正しくはイクラちゃんだと思うが、タラちゃんという。なお、イクラちゃんが一度だけ「ニイチャン」としゃべった回があったというが未確認。

 

 

「鍛練・習練」「トレイニング・プラクティス」
体力のことと技術のことは、別のものであると考える人は、呼び方も分けていることがある。
両方絶対必要なのであるが、体力で強引に押すと技が未熟でも通用してしまって上達が遅れたり、小細工でラクチンしてしまうと苦しい稽古をしたがらない。

「提灯式」「幇間式」
誉め言葉を連発しながら指導すること。
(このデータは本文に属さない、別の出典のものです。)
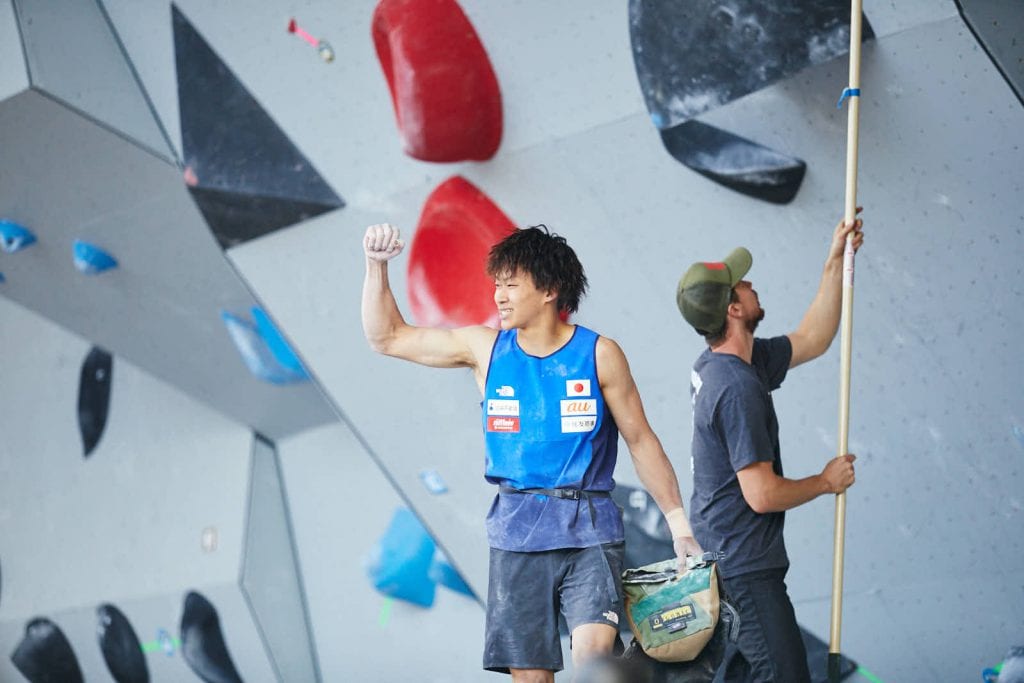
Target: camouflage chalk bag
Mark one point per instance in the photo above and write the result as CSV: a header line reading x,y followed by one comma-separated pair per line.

賛否両論あるが、自分に自信のない指導者は例外なくやる。

「使う」
稽古をつけることを「誰を使う」「何本(何人)使う」などと言い、また、なになに流を習っているではなく「なになに流を使う」と言う。
武術で「使い物にならない」「使えない奴」と言う場合、世間で言われているのとは少しニュアンスが違う場合がある。
ある指導者が「片付けができない者に使う資格なし」などと、けたたましく大書して掃除用具置場に貼り出したところ、その指導者の使い具合(指導ぶり)を見たもっと偉い先生が、その張紙を指差して、これはおまえのことだ、と怒ったことがあるという。
ガンジーか誰かの言葉に、「他人に要求したいことを、まず自分に言え」というのがある。

「出戻り」
卒業した先輩がいつまでも部活に来て口を出すこと。特に就職した人が職場のストレスを発散しに来ることが多い。

「虎」
子猫の頭を押さえ付けると、イヤがってすぐに外す者と、されるがまま素直に押される者と、ググッと押し返してくる者がいる。
武術では、押された気を押し返す場合、激しい気合ではなく、静かな迫力でググッなのである。
これは、ある段階から急にできるようになるが、もともと、この素質を持った人もいる。ついに虎になったとか、この子は虎になるとか言う。

「虎の穴」
試合にむけてエリート選手を選抜し、練習内容を別にすること。長い目で見れば逆効果だが、結局おこなう場合が多い。プロレスマンガが語源だが、打撃系でよく言う。

 

「鳴かず飛ばず」
元気がないこと。
声を「鳴き」といい、鳴きが甘いなどと言う。
声を出さない人は消極的で上達も遅いが、あんまり声を出しすぎる人も精神的に弱いことがある。

「忍者がいたから」
自宅の天井に、剣先や槍先をひっかけてしまった傷があること。
惰性や反動で素振りしていて一本一本斬っていない、間合がつかめていない、そもそも場所柄をわきまえていないという大恥である。
来客に目ざとく指摘された時に、若い頃の傷だとか、いろいろ言い訳するのだが、最も傑作だった言い訳がコレ。理沙が言い出した。でも、俺の部屋にもある。

「ノーモア広島、ワンモア長崎」
コラムニストがブラックユーモアのつもりで言い出したフレーズ。
転じて、なにかを引き合いに出して主張する時は、関連するものすべて包摂や列記しなければ、一部に限定したことになってしまうという教え。
ノーモア原爆、ノーモア戦争と言ったとしても、水爆ならいいのか、紛争ならいいのか、などとキリがない。これは屁理屈ではなく、そのくらい注意していなければ、不用意な発言が誰かのプライドを傷つけたり、後進の上達を阻害するということ。
ヤクザの世界では、一覧表に自分の名が載っていないとか、回状が自分のところだけ来なかったとかいうと、おまえなんかたいした存在でないから眼中にない、と宣言されたに等しく、これで殺し合いにまで発展する。
しかし、こういうことに気が回ると、それはそれで話が長くなったり、抽象的な一般論ばかりになってしまって、かえってわかりにくくなることも多い。